Use Anchor Text Strategically

Anchor text can be tricky. Using too many “exact match” anchors can look unnatural and spammy (this is also true of backlinks). At the same time, not enough means you’re just leaving authority on the table. The trick is to use them organically and ensure that the reader understands what they’re getting when they click on the link.

This screenshot from a Portent blog post shows a link to a blog that uses the anchor text as the last part of a sentence, "human analysis of SERPS."

As you can see in the image above, the anchor text is used organically in the sentence to create a relevant internal link back to our blog post on analyzing SERPs for content creation.

An example of bad anchor text? “Learn more.” “Click here.” Or linking to a page on the decline and fall of the Roman Empire using the anchor text “this post.”

Ensure the Content You’re Linking to Is Relevant

If you’re visiting a website browsing sneakers to buy, and you click on a link that says “new men’s sneakers” and you’re taken to a page on women’s casual walking shoes…well, you get the point. This also extends to the relevance of the pages themselves.

Link Deep. Deeeeeeeeeeeep

Orphaned pages suck. If users can’t find the content, neither can Google. Blog posts, resources, and one-off pages that might not have found their way into the main navigation are great for internal linking (provided they’re relevant, of course).

Link Location Matters

Where you place links on the page is important. This is due in part to the “reasonable surfer model,” a Google patent that was filed in 2004 but granted in 2010 and states:

A system generates a model based on feature data relating to different features of a link from a linking document to a linked document and user behavior data relating to navigational actions associated with the link. The system also assigns a rank to a document based on the model.

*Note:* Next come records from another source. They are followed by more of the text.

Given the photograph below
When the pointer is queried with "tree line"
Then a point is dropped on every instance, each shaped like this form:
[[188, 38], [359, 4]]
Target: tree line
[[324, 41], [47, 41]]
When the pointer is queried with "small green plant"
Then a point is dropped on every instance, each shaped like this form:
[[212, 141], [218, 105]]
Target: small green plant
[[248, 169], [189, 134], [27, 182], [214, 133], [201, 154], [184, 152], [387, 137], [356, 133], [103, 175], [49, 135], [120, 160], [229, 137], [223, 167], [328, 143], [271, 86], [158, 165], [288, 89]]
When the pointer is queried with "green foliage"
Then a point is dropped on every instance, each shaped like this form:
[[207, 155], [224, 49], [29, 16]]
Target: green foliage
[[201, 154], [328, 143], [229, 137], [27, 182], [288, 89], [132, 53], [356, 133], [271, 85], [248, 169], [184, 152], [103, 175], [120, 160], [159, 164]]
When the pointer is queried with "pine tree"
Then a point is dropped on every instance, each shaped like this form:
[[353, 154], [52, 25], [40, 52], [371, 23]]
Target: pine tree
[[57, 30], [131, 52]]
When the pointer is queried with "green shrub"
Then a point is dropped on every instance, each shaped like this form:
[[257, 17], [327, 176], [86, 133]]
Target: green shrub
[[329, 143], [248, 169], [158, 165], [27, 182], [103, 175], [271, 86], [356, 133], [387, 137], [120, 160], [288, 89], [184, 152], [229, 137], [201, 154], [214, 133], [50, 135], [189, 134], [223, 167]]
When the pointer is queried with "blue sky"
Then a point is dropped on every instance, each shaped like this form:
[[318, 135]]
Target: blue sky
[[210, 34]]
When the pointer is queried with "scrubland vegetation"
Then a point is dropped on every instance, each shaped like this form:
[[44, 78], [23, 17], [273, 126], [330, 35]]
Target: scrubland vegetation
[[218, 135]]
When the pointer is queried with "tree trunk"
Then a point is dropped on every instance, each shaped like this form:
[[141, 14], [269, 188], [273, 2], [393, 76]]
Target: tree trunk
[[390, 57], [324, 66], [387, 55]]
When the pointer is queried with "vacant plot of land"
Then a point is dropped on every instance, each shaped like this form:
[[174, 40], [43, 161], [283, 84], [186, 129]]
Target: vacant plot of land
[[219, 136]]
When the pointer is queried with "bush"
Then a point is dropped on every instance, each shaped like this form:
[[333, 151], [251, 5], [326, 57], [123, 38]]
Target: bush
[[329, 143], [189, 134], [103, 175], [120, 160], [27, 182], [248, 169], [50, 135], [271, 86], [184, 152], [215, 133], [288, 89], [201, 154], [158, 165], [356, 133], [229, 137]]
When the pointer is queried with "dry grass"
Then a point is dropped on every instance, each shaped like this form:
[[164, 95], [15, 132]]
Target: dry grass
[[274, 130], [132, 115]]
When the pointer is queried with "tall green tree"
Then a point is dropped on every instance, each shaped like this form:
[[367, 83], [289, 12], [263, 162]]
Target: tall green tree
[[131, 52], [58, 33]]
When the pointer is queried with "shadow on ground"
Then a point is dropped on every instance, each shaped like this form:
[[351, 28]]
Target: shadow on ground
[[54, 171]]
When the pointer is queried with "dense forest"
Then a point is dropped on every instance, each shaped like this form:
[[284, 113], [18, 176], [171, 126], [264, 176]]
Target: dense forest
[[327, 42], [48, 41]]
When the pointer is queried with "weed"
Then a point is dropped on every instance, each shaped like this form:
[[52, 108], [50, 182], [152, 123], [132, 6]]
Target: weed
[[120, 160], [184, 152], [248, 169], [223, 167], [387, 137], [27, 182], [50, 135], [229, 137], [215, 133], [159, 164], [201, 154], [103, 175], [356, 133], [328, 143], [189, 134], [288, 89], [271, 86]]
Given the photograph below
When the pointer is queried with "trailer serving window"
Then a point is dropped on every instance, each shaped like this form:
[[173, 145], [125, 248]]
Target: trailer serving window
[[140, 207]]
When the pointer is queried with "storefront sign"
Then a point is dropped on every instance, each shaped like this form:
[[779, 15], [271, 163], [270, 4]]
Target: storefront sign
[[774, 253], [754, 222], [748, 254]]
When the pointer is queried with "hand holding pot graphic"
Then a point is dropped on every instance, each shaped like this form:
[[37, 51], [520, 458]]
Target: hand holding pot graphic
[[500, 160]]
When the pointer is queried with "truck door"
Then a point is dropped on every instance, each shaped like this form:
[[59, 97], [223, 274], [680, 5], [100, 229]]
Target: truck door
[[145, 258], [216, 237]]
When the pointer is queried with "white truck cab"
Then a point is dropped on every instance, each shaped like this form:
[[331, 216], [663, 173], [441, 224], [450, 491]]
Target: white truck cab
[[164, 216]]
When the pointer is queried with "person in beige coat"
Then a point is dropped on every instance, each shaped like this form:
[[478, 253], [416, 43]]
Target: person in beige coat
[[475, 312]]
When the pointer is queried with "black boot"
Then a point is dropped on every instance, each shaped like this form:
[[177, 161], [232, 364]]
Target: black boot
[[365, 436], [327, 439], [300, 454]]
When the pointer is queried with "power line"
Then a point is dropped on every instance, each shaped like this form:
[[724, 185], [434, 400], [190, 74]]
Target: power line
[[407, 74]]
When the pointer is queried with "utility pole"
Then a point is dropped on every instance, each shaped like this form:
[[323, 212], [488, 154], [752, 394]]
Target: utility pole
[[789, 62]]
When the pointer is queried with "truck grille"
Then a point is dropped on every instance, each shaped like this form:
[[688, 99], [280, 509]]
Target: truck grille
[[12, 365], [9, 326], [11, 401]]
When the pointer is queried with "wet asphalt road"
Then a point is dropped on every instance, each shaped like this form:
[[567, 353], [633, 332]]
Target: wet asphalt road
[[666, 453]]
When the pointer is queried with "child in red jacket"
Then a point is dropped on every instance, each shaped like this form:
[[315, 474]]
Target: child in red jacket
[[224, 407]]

Bill Slawski of SEO by the Sea has a number of great pieces written on the subject of the reasonable surfer model to help make sense of this, but the main takeaway is “the reasonable surfer model reflects the probability that someone will click on links, based upon the features related to them.” This effectively takes the randomness out of the equation, and considers elements such as “the color, the size, and the styles of fonts, the anchor text used in the links, and a number of other factors,” including link placement.

Reasonable Surfer GIF from Moz

To recap: relevant, organic links in your content? Great! Dozens of links in your footer to pages linked to nowhere else? Bad! A link to my short film that totally just dropped on Vimeo? I mean, I won’t say no…

Final Thoughts

Formulating an internal linking strategy is not a complicated process, though it does involve sifting through a lot of data and approaching things strategically. The one piece of advice I would give is this: just use common sense. Gone are the days of stuffing as many keywords as you can into your content and links. Focus on the user, and you’ll be just fine.